Admittedly, inflation is not yet the first concern of Americans, as it was in the early 1980s. But it brides the purchasing power of the employees, while pessimism diffuses into the Country: The morale of consumers measured by the University of Michigan has been at the lowest for ten years, while only 25% of Americans think that the moment is timely to buy housing, discouraged by speculation, the rise in the price of materials construction and rising amount of money.
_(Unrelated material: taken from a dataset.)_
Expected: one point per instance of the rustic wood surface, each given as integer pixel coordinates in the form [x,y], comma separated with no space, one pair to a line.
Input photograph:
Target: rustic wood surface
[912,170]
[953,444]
The Neokeysenesian economist Larry Summers, who alerted the spring 2021 on the inflationary risks, warns of the political ravages incurred, especially on the left. “Inflation contributes significantly to mistrust of institutions and pessimism as to the future. It is a terribly important thing at a time when our democratic institutions are questioned,” explains in The Harvard Gazette the Former Treasury Secretary of Bill Clinton. “If inflation had been better controlled, it is quite possible that the election of Richard Nixon in 1968 and that of Ronald Reagan in 1980 would not have occurred.”
Radical remedy
After having underestimated the inflationary risk, yet increased by its massive recovery plan voted in March 2021, Joe Biden makes it number one, just like the President of the Federal Reserve (Fed), Jerome Powell. In the markets, rumors run, taking the Fed monthly seminars for emergency meetings, from which would come out the decision of an unexpected and brutal rise in rates.
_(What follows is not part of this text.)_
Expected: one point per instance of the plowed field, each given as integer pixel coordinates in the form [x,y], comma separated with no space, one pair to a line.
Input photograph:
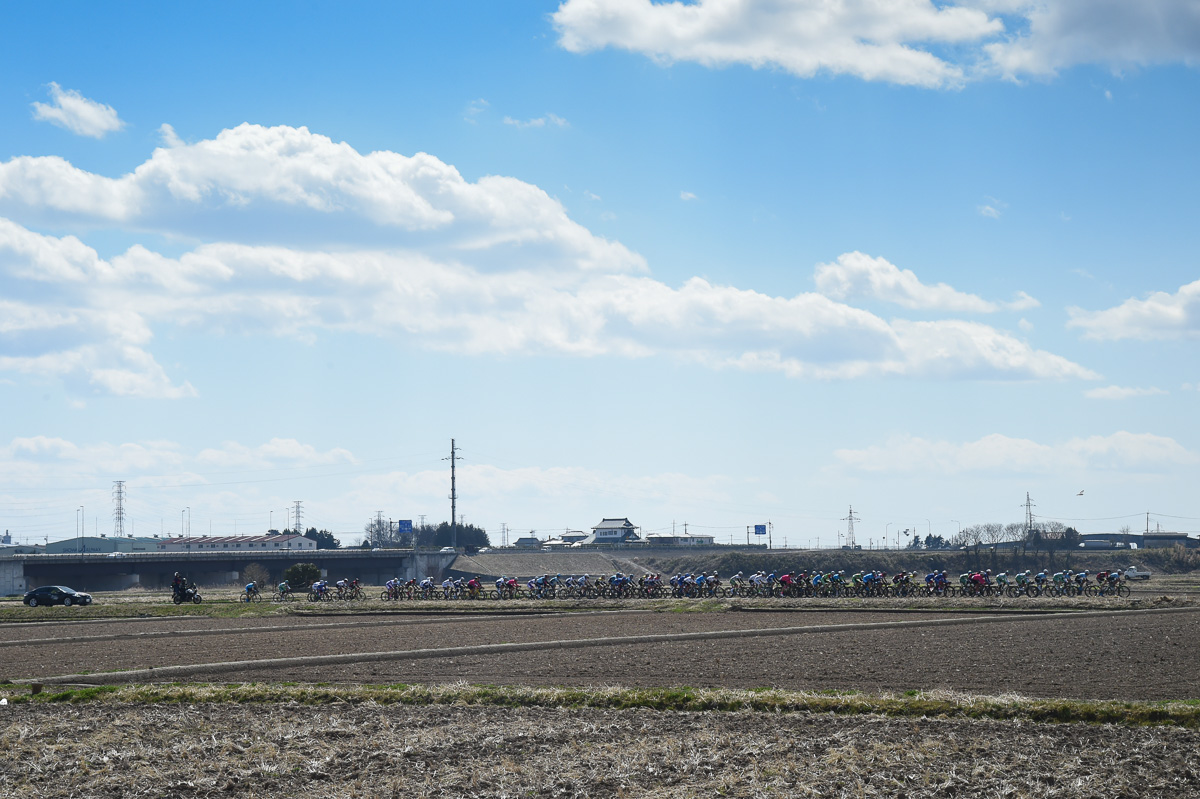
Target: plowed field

The memory of Paul Volcker, president of the Fed appointed in 1979 by the Democrat Jimmy Carter, is constantly mentioned, he who terraced inflation by flying the number rates of the Fed up to 19.1 % in the first half of 1981. The cure was radical. He made the United States plunge into two recessions in the first half of 1980, then from July 1981 to November 1982. The job cost was painful, with a peak of the unemployment rate at 10.8% in 1982. He provoked a crisis. Debts of emerging countries, particularly in Mexico. But inflation was defeated: from the highest of 14.8% reached in May 1980, it went down 2.5% in July 1983.